There is also a lovely plot twist, which I don’t want to reveal, so I’m only going to tell you about the beginning. I didn’t want to even tell you about Paul’s death, but the book jacket already did that. So here goes:
Claire and Lydia are 2 sisters, estranged for about 20 years. It started when their oldest sister, Julia, disappeared. They’ve assumed the worst, and her vanishing ripped the family apart, causing irrevocable damage to the remaining sisters and their parents. In fact, the book opens with a letter from Sam, the father, to Julia, and there are several more interspersed throughout the story–touching, honest, and raw letters written after her disappearance. Claire married Paul, in spite of Lydia’s accusation that he tried to rape her. But Lydia was such a mess at the time–stealing from her family, high most of the time. Paul, a clean-cut graduate student, was obviously going places, and becomes a millionaire with a custom-built house. When the book opens, he and Claire are celebrating in a restaurant, when Paul uncharacteristically pulls his wife into an alley where they make out. They are attacked, and Paul is shot and killed.

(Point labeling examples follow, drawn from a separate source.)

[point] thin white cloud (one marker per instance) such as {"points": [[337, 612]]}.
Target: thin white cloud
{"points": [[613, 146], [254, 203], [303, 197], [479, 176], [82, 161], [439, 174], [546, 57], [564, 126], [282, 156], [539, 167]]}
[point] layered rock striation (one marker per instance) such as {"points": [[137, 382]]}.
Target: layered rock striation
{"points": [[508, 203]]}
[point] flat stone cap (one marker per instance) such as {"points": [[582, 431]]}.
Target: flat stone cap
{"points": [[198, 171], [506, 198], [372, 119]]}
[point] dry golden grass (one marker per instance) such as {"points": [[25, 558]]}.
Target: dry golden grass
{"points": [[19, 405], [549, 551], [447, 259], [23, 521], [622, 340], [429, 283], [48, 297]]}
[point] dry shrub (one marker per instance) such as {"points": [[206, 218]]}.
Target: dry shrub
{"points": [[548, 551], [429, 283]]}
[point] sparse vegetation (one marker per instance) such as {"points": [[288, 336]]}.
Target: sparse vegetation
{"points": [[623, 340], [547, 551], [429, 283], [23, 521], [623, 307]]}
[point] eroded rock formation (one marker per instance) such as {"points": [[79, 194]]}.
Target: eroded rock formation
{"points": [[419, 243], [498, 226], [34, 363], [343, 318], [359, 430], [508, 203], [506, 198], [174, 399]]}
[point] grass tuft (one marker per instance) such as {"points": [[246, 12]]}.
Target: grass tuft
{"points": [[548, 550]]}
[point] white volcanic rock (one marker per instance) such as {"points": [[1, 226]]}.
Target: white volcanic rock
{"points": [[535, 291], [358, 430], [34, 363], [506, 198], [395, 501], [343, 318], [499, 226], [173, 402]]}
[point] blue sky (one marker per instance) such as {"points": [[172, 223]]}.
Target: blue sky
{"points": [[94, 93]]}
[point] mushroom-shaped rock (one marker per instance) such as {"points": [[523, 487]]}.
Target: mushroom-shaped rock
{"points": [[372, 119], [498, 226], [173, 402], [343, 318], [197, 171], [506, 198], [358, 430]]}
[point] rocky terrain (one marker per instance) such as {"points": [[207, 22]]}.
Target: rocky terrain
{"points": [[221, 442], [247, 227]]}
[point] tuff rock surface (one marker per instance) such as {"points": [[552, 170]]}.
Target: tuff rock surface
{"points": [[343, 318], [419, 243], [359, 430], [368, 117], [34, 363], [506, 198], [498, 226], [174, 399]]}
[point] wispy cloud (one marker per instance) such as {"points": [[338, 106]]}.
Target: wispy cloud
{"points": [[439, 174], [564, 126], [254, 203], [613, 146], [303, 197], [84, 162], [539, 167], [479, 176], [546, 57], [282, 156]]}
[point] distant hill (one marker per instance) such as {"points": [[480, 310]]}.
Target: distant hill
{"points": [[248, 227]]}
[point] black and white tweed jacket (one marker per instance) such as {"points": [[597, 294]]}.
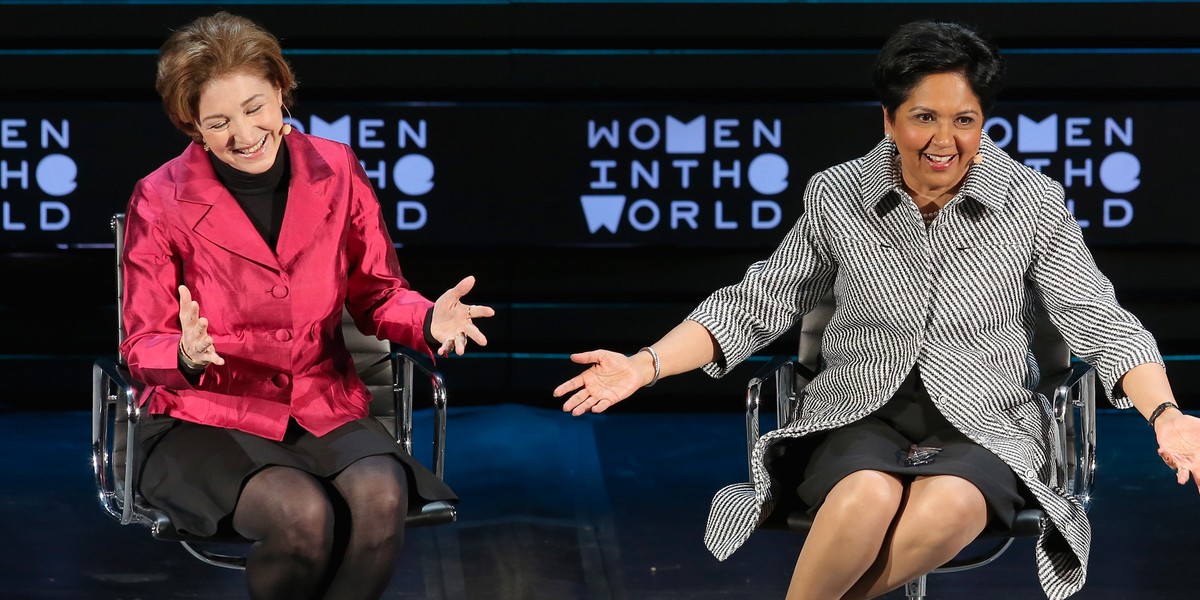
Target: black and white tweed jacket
{"points": [[958, 299]]}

Claire returns from the funeral to find her extremely expensive, high-tech house being burglarized, and it’s when she begins to investigate that things go pear-shaped.
Meanwhile, Lydia has struggled to make her own life. She’s dating an ex-con and staying clean. She has a daughter, 18, a senior in high school, whose existence she’s hidden from her family. She’s managed to get her into a very good school, and we are introduced to the duo at a school event, where Lydia is snarky about the other mothers and their charmed, white-bread lives. We like her character right away–scrappy, self-sufficient, tough and determined, but with a sense of humor. Claire, on the other hand, seems a bit brittle at first.
Events draw Claire and Lydia together, almost against their wills. The sisters reunite, and have to learn to work past their hurts and wounds if they are going to survive the latest ordeal. Because although it seems odd, something connects both Julia’s disappearance and Paul’s murder, and finding out is going to take every ounce of strength and will to survive, and love, that the sisters have.
Pretty Girls is a good story if you’re not bothered by violence against women. If you are and you decide to try it anyway, you can do what I did–sort of squint a bit and skim through the pages. (You can’t just skip them as they are essential to the plot) It’s too bad, because it could have been an excellent book, but I don’t see the point of creating horrible and graphic scenes of torture as entertainment.